Note that operator== is only concerned with whether or not we are an end iterator or not. Nothing else matters for providing correct iteration.

Our final bit of bookkeeping is the range class that allows our new iterator to be used in a for loop:

class ColonSep
{
private:
    const std::string str_;
public:
    ColonSep(const std::string str) : str_(str) {}
    myit begin() { return myit(std::begin(str_), std::end(str_)); }
    myit end()   { return myit(std::end(str_),   std::end(str_)); }
};

A lot of the code above is needed for all code that does this kind of job. Next time we'll look at how to use templates to make it useable in the general case.
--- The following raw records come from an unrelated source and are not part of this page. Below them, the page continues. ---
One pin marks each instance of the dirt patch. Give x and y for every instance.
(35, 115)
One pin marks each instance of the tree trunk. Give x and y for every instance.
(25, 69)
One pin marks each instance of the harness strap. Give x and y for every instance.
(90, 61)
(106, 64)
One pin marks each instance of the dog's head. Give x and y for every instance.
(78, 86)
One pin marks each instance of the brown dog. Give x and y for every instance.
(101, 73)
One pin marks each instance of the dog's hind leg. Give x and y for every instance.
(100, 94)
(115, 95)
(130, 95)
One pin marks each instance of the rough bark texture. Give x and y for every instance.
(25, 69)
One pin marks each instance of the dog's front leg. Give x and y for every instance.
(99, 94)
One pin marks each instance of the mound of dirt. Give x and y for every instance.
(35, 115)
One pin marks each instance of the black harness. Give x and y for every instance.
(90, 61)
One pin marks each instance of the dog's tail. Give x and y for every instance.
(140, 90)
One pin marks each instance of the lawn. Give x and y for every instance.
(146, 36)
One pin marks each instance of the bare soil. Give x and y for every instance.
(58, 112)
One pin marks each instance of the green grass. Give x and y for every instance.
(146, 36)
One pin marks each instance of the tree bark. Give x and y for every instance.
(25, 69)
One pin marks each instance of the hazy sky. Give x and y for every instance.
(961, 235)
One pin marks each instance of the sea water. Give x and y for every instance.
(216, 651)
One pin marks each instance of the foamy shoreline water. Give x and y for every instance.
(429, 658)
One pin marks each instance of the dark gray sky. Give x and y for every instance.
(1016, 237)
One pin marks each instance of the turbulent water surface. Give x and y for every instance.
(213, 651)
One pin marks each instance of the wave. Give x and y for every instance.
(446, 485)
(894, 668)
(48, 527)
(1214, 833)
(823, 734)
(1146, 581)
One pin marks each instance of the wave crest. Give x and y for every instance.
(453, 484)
C++ iterator wrapper/adaptor example

Series: Iterator, Iterator Wrapper, Non-1-1 Wrapper

If you want to wrap an iterable range with another that provide iterators that transforms the underlying iterators in some way and allows looping or constructing other objects:

for (auto ch : Upper("abcdef"))
{
    // Prints "ABCDEF"
    std::cout << ch;
}
Upper up(std::string("fOo"));
std::string newfoo(std::begin(up), std::end(up));
assert(newfoo == "FOO");

then, similar to an ordinary iterable range you will need to make a range class and a iterator class:

class myit
{
private:
    std::string::const_iterator wrapped_;
    class charholder
    {
        const char value_;
    public:
        charholder(const char value) : value_(value) {}
        char operator*() const { return value_; }
    };
public:
    // Previously provided by std::iterator
    typedef int                     value_type;
    typedef std::ptrdiff_t          difference_type;
    typedef int*                    pointer;
    typedef int&                    reference;
    typedef std::input_iterator_tag iterator_category;

    explicit myit(std::string::const_iterator wrapped) : wrapped_(wrapped) {}
    value_type operator*() const { return std::toupper(*wrapped_); }
    bool operator==(const myit& other) const { return wrapped_ == other.wrapped_; }
    bool operator!=(const myit& other) const { return !(*this == other); }
    charholder operator++(int)
    {
        charholder ret(std::toupper(*wrapped_));
        ++wrapped_;
        return ret;
    }
    myit& operator++()
    {
        ++wrapped_;
        return *this;
    }
};


class Upper
{
private:
    const std::string str_;
public:
    Upper(const std::string str) : str_(str) {}
    myit begin() { return myit(std::begin(str_)); }
    myit end()   { return myit(std::end(str_)); }
};

Notice the need to call the transforming/adapting function
std::toupper in two places.

Update: std::iterator is deprecated in C++17, so removed.